I’ve been travelling overseas regularly for 20 years – I started back in the day of traveller’s cheques. Those days, thankfully, are long gone. There’s a few things you should do before you leave to make sure you have your cash and credit cards sorted. And ones that won’t cost you an arm and a leg.
A friend of mine incurred over $600 in bank fees – yes, bank fees, in less than six months when travelling around South America for six months, and that’s not from cash advances. International bank fees can really add up, so it pays to do your research before you go. Better in your pocket than in the bank’s!
My top tips and advice for preparing for overseas travel:
Ideally, you need three cards:
1. daily credit card
2. back up credit card
3. daily debit card for withdrawing cash from ATM’s / cash machines.
1. Credit cards
Have two credit cards (two accounts). One that you carry with you on a daily basis, and one that stays locked in your hotel / hostel safe. That way, if the one you are carrying gets lost or stolen, you have piece of mind that you can access cash / pay for goods (hopefully, while waiting for a replacement card).
2. Choosing a credit card
What to check when choosing a credit card:
- Compare currency conversion fees.
- Is there an interest free period (will you be back by then?)?
- Is there an annual fee?
- Are there fees on purchases made in foreign currencies?

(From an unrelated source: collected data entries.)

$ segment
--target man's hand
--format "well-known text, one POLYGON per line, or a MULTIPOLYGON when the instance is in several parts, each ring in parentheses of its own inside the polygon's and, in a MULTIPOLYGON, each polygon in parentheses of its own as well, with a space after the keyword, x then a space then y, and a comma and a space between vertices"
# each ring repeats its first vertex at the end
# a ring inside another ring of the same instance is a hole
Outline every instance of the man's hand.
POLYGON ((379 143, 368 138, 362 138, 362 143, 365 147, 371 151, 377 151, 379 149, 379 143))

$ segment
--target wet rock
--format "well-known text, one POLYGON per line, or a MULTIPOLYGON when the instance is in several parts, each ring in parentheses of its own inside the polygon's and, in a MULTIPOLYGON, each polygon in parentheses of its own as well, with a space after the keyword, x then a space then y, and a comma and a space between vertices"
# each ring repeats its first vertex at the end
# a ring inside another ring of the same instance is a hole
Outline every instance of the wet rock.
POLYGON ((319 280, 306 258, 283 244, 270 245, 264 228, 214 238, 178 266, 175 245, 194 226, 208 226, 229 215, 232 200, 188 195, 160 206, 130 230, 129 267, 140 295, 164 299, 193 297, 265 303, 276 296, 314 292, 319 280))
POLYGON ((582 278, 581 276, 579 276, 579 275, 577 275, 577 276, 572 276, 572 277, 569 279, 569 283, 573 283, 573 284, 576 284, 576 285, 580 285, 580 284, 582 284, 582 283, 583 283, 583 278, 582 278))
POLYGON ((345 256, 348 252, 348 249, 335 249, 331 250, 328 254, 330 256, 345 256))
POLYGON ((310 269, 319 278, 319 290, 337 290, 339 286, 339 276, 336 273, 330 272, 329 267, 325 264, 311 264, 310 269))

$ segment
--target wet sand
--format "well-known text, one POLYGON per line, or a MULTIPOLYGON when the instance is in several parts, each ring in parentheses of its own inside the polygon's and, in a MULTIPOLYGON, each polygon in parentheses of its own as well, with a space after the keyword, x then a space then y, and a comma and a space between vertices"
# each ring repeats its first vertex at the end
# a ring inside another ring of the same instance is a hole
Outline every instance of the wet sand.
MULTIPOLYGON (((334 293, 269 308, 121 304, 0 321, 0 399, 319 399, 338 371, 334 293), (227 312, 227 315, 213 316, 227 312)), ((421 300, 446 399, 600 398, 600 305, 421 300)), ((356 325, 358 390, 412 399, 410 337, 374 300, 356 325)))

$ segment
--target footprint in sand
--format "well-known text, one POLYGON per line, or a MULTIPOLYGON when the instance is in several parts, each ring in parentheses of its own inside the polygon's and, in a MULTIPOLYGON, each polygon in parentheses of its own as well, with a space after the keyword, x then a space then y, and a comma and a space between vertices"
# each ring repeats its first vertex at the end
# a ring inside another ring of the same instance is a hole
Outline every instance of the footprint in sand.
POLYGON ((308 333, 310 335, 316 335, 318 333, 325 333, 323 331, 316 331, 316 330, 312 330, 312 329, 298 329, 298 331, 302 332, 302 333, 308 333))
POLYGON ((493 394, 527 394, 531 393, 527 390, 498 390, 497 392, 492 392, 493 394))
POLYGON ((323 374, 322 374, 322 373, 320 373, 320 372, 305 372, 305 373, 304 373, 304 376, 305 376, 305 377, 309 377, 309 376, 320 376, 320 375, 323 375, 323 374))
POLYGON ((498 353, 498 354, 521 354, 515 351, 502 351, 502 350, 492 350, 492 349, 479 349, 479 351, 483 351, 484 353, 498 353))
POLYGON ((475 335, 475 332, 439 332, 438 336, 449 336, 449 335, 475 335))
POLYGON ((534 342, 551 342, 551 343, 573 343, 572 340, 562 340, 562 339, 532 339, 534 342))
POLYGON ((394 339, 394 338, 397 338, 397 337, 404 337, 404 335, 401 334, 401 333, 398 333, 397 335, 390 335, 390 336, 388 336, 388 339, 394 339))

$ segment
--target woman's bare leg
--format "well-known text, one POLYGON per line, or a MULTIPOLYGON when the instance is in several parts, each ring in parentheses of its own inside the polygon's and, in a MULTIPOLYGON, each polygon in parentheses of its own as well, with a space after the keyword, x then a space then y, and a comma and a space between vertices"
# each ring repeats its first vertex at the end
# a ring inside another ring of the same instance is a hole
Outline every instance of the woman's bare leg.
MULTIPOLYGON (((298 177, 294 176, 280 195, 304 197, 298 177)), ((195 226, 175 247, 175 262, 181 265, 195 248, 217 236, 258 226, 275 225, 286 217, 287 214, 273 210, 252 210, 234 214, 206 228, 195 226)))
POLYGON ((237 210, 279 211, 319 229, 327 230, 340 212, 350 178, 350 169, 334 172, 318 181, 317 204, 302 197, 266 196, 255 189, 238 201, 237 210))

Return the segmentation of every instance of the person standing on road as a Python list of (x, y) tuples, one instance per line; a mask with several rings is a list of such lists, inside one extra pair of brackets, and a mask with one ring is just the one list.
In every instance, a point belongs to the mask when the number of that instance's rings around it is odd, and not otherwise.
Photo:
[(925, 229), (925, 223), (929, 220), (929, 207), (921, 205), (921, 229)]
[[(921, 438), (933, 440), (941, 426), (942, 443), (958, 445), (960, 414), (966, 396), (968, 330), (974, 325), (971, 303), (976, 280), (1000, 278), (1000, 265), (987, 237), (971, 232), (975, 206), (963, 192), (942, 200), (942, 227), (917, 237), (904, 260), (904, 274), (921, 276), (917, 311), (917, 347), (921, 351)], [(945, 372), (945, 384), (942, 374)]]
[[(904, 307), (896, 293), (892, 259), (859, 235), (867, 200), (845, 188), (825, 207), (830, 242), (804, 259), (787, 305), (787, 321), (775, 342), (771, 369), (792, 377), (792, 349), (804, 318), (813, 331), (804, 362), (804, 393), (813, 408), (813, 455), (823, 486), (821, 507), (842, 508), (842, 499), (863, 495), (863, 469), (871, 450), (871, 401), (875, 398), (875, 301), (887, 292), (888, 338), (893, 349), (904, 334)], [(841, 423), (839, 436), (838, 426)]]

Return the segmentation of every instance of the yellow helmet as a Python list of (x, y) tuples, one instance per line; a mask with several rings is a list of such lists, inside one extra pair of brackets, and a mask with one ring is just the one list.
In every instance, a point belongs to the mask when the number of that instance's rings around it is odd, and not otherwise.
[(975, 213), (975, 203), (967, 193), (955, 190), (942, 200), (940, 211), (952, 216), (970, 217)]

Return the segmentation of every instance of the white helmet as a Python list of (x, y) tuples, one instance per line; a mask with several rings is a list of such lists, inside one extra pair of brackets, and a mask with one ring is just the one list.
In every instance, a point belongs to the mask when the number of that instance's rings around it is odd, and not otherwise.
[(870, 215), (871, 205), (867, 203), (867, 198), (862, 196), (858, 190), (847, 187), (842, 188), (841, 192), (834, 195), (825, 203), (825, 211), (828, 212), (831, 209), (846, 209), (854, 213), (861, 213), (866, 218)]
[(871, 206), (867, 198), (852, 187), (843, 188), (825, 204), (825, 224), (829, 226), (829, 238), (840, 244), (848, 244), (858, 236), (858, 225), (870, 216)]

Cash advance fees (withdrawing cash from your credit card) nearly always incurs high interest of over 20 per cent with no interest free period. Choose a debit card for access to cash.
In Australia, one of best international credit card to use overseas that incurs no fees what so ever (cash advances the exception) is the 28 Degrees MasterCard, a subsidiary of GE Capital. There’s no benefits from this card – no reward scheme, no frequent flyer points, no travel insurance. It’s a good choice for your daily spend credit card when overseas because there are no fees.
3. Access to cash
Before you go, closely compare bank travel cards and debit cards for overseas use so you can withdraw cash. Look for international transaction fees, currency conversion fees, and fees for using an ATM/cash machine not issued by your bank. In Australia, at at 30 June 2015, the bank with the lowest fees that we found is Citibank.
4. Real cash
Depending on your travel destination, it is a good idea to have a moderate amount of cash in the local currency with you before you land. That way, if there are no functioning cash machines at the airport when you land (or train station, port, bus station, ferry terminal, etc), you’ll have cash on you and be able take a taxi or bus to your accommodation. Some countries accept US dollars or Euros, many don’t.
Safe and happy travels! What are you top travel financial tips before you leave home?
Note: This is not a sponsored post, but based on my own view and experiences.